Manager Bob Melvin gave Maxwell the news in the dugout after he exited Oakland’s 11-1 victory, and Melvin certainly couldn’t give Maxwell a justifiable reason for the demotion except that the roster math doesn’t add up.

“Great day to have to do that,” Melvin said sarcastically. “But, he’ll be here at some point. We saw his progression last year, he did a great job for us. There’s nothing he did to suggest he needed to be sent down. It’s just a numbers game for him right now.”

The A’s batted around in a five-run third, knocking Brewers starter Matt Garza from the game after he recorded just seven outs. They tacked on four more in the fourth, with Maxwell going deep to left-center for a two-run homer off Jhan Marinez. In the sixth, he hit a solo shot off Corey Knebel to right-center and also added a run-scoring single to complete his four-RBI day.

Melvin has spoken often of the improving power shown by the 26-year-old Maxwell, who hit .283 with a homer and 14 RBI in 33 games with Oakland last season in his first major league call-up.
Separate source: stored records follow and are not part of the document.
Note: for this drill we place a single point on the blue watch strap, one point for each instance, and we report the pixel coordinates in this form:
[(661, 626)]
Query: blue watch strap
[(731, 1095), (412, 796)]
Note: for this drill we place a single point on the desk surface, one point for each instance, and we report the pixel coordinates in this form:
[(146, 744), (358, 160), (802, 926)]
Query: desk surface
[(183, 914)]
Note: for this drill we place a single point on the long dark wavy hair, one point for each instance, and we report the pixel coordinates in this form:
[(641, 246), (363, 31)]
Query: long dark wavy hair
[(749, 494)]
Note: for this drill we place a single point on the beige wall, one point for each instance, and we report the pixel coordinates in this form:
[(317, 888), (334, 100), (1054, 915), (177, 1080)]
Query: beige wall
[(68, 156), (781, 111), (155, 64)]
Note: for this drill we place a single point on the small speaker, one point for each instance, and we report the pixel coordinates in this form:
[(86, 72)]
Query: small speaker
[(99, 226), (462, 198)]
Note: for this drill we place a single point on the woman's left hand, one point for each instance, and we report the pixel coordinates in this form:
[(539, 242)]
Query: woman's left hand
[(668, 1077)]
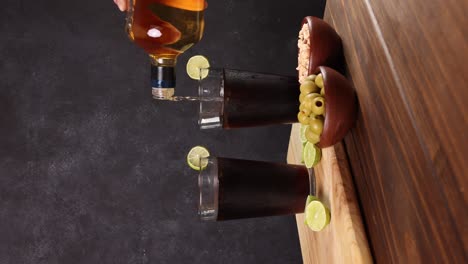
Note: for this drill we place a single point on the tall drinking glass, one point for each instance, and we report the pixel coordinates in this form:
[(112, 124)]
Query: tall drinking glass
[(236, 189), (235, 99)]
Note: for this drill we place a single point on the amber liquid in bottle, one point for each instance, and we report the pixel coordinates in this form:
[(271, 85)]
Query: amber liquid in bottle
[(165, 29)]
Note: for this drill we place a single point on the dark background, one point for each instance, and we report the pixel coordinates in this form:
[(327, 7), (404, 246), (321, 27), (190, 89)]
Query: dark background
[(93, 171)]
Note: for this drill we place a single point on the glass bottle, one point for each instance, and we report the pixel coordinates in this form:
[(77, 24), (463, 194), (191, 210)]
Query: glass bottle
[(165, 29)]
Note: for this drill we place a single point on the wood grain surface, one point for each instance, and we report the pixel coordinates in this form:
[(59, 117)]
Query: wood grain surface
[(407, 60), (344, 239)]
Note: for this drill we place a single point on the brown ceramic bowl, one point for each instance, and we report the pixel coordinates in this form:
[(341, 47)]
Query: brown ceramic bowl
[(325, 45), (340, 107)]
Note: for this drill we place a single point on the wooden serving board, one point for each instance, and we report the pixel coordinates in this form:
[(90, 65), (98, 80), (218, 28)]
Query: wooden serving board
[(344, 239)]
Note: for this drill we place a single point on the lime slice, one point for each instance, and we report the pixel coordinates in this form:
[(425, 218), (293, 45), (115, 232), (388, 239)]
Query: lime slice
[(311, 155), (193, 158), (303, 129), (317, 215), (194, 65), (310, 198)]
“If you look at the power numbers over the years, he’s getting better and better,” Melvin said. “He’s got the chance to be a 20-home run guy in the big leagues.”

NOTEWORTHY: Jharel Cotton held Milwaukee to just a run on four hits over 5 2/3 innings. He bounced back from a wobbly start against Seattle in which he walked five. On Sunday, his toughest challenge was staying loose as the A’s offense put up two time-consuming rallies. Twice, Cotton had to play catch while his teammates paraded around the bases.

But it sure didn’t affect him, as he struck out seven and walked one in his second-to-last spring training start.

“This one, I was more on the attack, using my fastball more so I can set up my changeup and off-speed pitches,” Cotton said. “I know everybody raves about the changeup, but I need my fastball to be there so I can throw that pitch off the fastball.”

He had an entertaining ongoing battle with six-time All-Star Ryan Braun. He struck out Braun on a cutter in the first, gave up a homer to left in the fourth, then battled back from a 3-0 count to get Braun swinging through a fastball in the sixth.

“I got him twice, he got me once,” Cotton said. “I think I won that battle today.”

HEALTH UPDATE: Daniel Mengden, who has missed all of spring with a broken right foot, is scheduled to get his walking boot removed Monday. Mengden said he’ll stay in Arizona for anywhere from two to four weeks, taking part in extended spring training. The good news for the right-hander: He’s been able to play catch while wearing the boot, so that’s a bit of a head-start for him once he gets full mobility with his foot. There’s no timetable yet for his return.

ODDS AND ENDS: The A’s knocked out 16 hits and recorded double-digit runs for the fifth time this spring. They improved to 16-12. … Alejandro De Aza, fighting for an outfield roster spot, went 2-for-3 with an RBI to raise his average to .300. … With few regulars making the trip to Maryvale Baseball Park, second baseman Max Schrock came over from minor league camp and once again made an impact, going 3-for-5 with two doubles and two RBI. … John Axford threw a scoreless inning of relief. Frankie Montas handled the final two innings, allowing one hit with two strikeouts and a walk. The hard-throwing prospect is a candidate for the bullpen as a multi-inning guy.